He saw the platter on the table, but ignored it for the pile of books by the windowsill. These ones were different from the rest. Older and more worn. The bindings were cracked and flexible after being read hundreds of times. He could even trace the faint outlines of your fingers on the leather bindings where natural oils had eaten away at the dye. 
He read over the titles and committed them to memory for no other reason than the fact that he liked things that had been well loved. 
“I made a mistake don’t-” 
Azriel straightened up, color washing over his cheeks as he turned to face you in a sea of paper and leather. 
Without thinking, he’d fallen into old habits of poking through people’s belongings. There was a reason Rhysand had made him Spymaster of the Night Court after all. 
“I’m sorry, I didn’t mean to-” 
“Did you eat a cookie?” You blurted out in a panic. 
“No, no I didn’t.” 
Your shoulders dropped in relief, one hand brushing back your hair.

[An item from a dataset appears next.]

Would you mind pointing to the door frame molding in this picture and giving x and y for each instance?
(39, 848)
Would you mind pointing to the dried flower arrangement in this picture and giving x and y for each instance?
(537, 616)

Azriel caught sight of your ink stained fingertips, and the faint mark they left on your temple. 
“Oh thank the Mother.” You muttered under your breath, stealing a glance over your shoulder to the dining room where Helion was playing host in your stead and doing a far better job than you would have been capable of.
“Are they poisoned?” Azriel asked, but the joke fell flat upon seeing the horror in your face.
“No! No, that's not why-I should explain myself better. I would never dare try and poison you. Or anyone for that matter!” You scrunched your eyes shut, face burning brighter than the sun at noon.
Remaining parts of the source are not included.